Because Ukraine is the second-most popular country for surrogacy, many expectant parents were in the same situation: trying to rescue surrogates and even newborn babies from a war zone.

Sterling and Epstein’s surrogate fled to the Czech Republic just in time. The twins were born just a few weeks later – but at just 27 weeks – in a country that doesn’t recognize surrogacy.

The complications began to stack up.

“We were very concerned about their health, we were in foreign country, there was a language barrier, there was a time difference,” Epstein explains. “There were legal issues: basically, according to laws of Czech Republic, Jeff and I were not seen as parents of the girls.”

Because the babies, Ellie and Natanya, were born prematurely, they spent 59 days in a neonatal intensive care unit in Prague.

“They were able to breathe on own, however they did have them on oxygen, just to make sure,” Epstein says. “They were not able to eat on their own so they had a digestive tube going down to stomachs.”

“It turns out that both of our daughters have a hole in their hearts between both of the atriums, both of the oxygenated blood chambers in the heart,” she explains while still finding the upside. “Which apparently is a great hole to have, it’s a great location to have a hole in your heart. So, we’re fortunate in that regard.”

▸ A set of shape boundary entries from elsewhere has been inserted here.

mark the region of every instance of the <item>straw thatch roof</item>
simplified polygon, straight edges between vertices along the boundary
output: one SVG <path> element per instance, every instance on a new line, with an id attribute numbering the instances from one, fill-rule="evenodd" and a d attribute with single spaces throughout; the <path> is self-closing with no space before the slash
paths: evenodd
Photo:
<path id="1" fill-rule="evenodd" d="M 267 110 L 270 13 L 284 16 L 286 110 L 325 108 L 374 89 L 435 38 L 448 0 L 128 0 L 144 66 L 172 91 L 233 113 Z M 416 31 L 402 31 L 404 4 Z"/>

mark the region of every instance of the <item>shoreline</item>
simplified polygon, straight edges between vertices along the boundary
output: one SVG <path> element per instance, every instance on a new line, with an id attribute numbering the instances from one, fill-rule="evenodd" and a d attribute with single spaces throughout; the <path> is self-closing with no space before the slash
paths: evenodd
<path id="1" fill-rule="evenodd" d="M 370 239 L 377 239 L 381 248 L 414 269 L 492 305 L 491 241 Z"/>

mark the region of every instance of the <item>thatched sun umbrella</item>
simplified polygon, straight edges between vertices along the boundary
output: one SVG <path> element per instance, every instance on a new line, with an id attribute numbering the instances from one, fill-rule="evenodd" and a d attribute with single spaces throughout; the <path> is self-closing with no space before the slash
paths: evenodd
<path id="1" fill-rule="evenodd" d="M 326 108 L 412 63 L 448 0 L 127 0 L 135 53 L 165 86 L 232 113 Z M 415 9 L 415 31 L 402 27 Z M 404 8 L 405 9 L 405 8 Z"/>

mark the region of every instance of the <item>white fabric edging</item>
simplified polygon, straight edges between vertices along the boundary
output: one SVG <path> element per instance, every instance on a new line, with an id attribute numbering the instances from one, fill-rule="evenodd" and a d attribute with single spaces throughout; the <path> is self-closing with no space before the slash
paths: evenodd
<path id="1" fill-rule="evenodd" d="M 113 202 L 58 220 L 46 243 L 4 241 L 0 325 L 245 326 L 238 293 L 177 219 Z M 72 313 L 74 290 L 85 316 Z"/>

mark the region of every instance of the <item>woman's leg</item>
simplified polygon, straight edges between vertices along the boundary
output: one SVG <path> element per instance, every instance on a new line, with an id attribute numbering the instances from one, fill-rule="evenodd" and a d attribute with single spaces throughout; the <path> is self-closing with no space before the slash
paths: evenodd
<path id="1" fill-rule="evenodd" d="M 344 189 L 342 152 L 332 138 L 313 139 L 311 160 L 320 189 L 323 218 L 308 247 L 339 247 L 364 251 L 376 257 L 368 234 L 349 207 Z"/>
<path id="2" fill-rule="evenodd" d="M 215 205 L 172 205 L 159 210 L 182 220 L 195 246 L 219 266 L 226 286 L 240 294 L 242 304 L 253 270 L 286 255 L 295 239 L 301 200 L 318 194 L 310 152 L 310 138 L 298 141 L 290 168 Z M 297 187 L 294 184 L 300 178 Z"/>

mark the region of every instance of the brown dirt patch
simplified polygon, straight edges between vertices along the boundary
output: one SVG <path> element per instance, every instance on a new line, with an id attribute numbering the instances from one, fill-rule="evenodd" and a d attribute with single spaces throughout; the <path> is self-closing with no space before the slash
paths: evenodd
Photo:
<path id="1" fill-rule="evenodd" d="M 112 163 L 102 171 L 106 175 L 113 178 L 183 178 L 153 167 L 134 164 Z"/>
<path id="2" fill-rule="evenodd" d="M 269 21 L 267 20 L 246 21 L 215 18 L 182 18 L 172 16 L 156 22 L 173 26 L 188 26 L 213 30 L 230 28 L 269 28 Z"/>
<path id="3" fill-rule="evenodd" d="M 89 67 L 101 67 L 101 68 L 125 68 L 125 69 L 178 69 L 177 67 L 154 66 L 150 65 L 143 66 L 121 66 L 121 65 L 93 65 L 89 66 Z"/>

Doctors say they’ll need regular monitoring to ensure those holes shrink as the girls grow.

As if that weren’t enough, the couple had to jump through hoops, with the help of the U.S. State Department, to allow them to be legally recognized as the twins’ parents.

“We had a lot of technical issues, a lot of logistical issues to get the girls out of the country,” she says. “Because the Czech Republic was still adjusting, and the U.S. Embassy, the State Department were still trying to figure out how to accommodate the needs of all these parents in the U.S. whose children had been transferred and are now going to be born in Prague, due to what’s going on in Ukraine.”

Through it all, Ellie and Natanya are finally home, and on the road to a healthy future. They spent their first four months of life in Prague, getting bigger and stronger to make the trans-Atlantic flight home.

Twin sisters Ellie and Natanya Sterling arrived in Highland Park after a journey that began in Ukraine. (Family Photo)Twin sisters Ellie and Natanya Sterling arrived in Highland Park after a journey that began in Ukraine. (Family Photo)

Their parents see it as a completely different experience from when they brought their son David home, via a different surrogate, also in Ukraine.

“We thought a couple of years ago with David, we thought entered twilight zone: flying to a foreign country, during a pandemic when there was no vaccination yet, and testing was just starting,” Sterling recalls as his partner laughs.

They quarantined in a hotel in Ukraine for two weeks in the summer of 2020 when they went to pick up David.

“What happened with the twins, and Ukraine and Russia, and the surrogate fleeing to go to another country, two years ago was a vacation compared to this,” he said.

“All you can think to yourself, ‘my god are we blessed’” Epstein says. “Despite everything we’ve been through, it’s nothing. We’re very fortunate.”

Big brother, David, has nicknamed his little sisters Nini and Yiyi –mom and dad call them their “big little miracles.”

Note: This story will be updated with photos.